Blake’s drive to succeed shines through both on and off the track. He’s dedicated his life to beating the odds after being born without feet, ankles, and lower leg bones due to a congenital birth defect. And he’s determined to help others turn their own setbacks into motivators so they can achieve their dreams, too.
Like travel, sports build bridges between disparate communities and cultures. So when EF hosted a Global Leadership Summit in Berlin focused on The Impact of Sports & Wellness, it was a no-brainer to invite Blake to share his story. Keep reading to explore how he’s learned not to let his disability define him and discovered a universal language that connects him with people all across the world—running.
When Blake Leeper was born on August 31, 1989, doctors told his parents he’d never walk. But at just nine months old, he was fitted for his first pair of prosthetic legs. Not only did this set Blake up to defy expectations throughout his entire life, but once he started walking, it was clear he was a natural athlete.
“Being a kid with a disability, sports gave me an opportunity to show my community and friends that I’m no different than them. Just like they put their shoes on, I would put my legs on, and we’d all go out there and play as hard as we possibly could,” he says.
Blake grew up playing baseball and basketball—it wasn’t until his freshman year of college when he turned the television to the 2008 Paralympic Games that he first saw athletes sprinting around the track in running blades. “When I saw 94,000 people in that stadium cheering those runners on, I dropped my bowl of Froot Loops and knew that’s what I was supposed to do with my life,” he reflects.
Within just two and a half years, Blake became a Paralympic medalist—though the road to gold wasn’t that smooth. “There’s been times where I’ve been denied track meets and told I can’t compete based on my disability,” he says. “So one of my biggest goals as an athlete has been to go out there and show the world that I’m just as strong and powerful as any individual.”
When Blake caught the U.S. Paralympic coaches’ attention after his first race in 2009, he was invited to train with other athletes in Brazil. It was his first time ever leaving the country and he says he felt really small—especially when he lost his luggage in baggage claim and didn’t know enough Portuguese to communicate with taxi drivers there. But instead of letting these moments deflate him, he saw running as his ticket to explore the world. “I realized I had so much to learn, and it started by competing and training as hard as I possibly could. Running could allow me to experience the world and interact with new cultures and people,” Blake says.
Since then, Blake’s career in track and field has brought him all over the globe to compete, train, and give back to local communities. And while there will always be language barriers, he says, “We speak one language and that’s running. It’s life-changing to see how sports can translate to any language and culture.” Although Blake has gained new friends (some as close as family) from all corners of the world, these connections didn’t come without pushing the boundaries of his comfort zone. “There are some growing pains you go through while traveling. But you learn by continuing to travel—you learn a lot about yourself and the places you’re in, and it gets easier the more you explore.”
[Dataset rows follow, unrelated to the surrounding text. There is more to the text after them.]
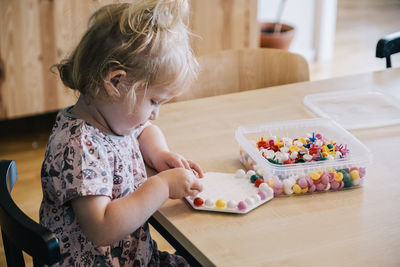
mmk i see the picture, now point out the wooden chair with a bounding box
[376,31,400,68]
[0,160,60,267]
[172,48,310,102]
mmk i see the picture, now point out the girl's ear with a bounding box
[104,70,127,97]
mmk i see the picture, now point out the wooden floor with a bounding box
[1,0,399,265]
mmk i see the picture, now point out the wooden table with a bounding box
[152,68,400,266]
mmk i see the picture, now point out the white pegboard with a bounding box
[185,172,274,214]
Once, an interviewer asked Blake Leeper if he wished he had been born with legs. Blake replied that he’s actually thankful for his disability. “I’m a true believer that with everything I’ve been through, my adversity is my advantage. The fact that I was born without legs showed me how to get back up,” he says. And in his speech to students at EF’s 2022 Global Leadership Summit, he explained that their adversities aren’t just happening to them, but working for them. “The adversity you’re facing today, embrace it. The challenges you’re going to face tomorrow, accept them. They’re going to make you stronger and shape you into who you are.”
So what’s next for Blake? Becoming the fastest man in the world, across both Paralympic and able-bodied runners. He knows it’s a big dream, but that’s why he’s chasing it. He connects this self-assurance to having the opportunity to compete in sports as a child. “When you allow somebody who’s different to go out there and show their talents to the world, it builds confidence that goes past the track or field and into their daily life. Then they discover themselves and what motivates them, so they can go out there like anybody else who wants to achieve their dreams,” he explains. As Blake prepares for the Paralympic Games in 2024, instead of asking “why me?”, he’s asking “why not me?”—and encourages everyone else to do the same, no matter how big the dream is they’re chasing.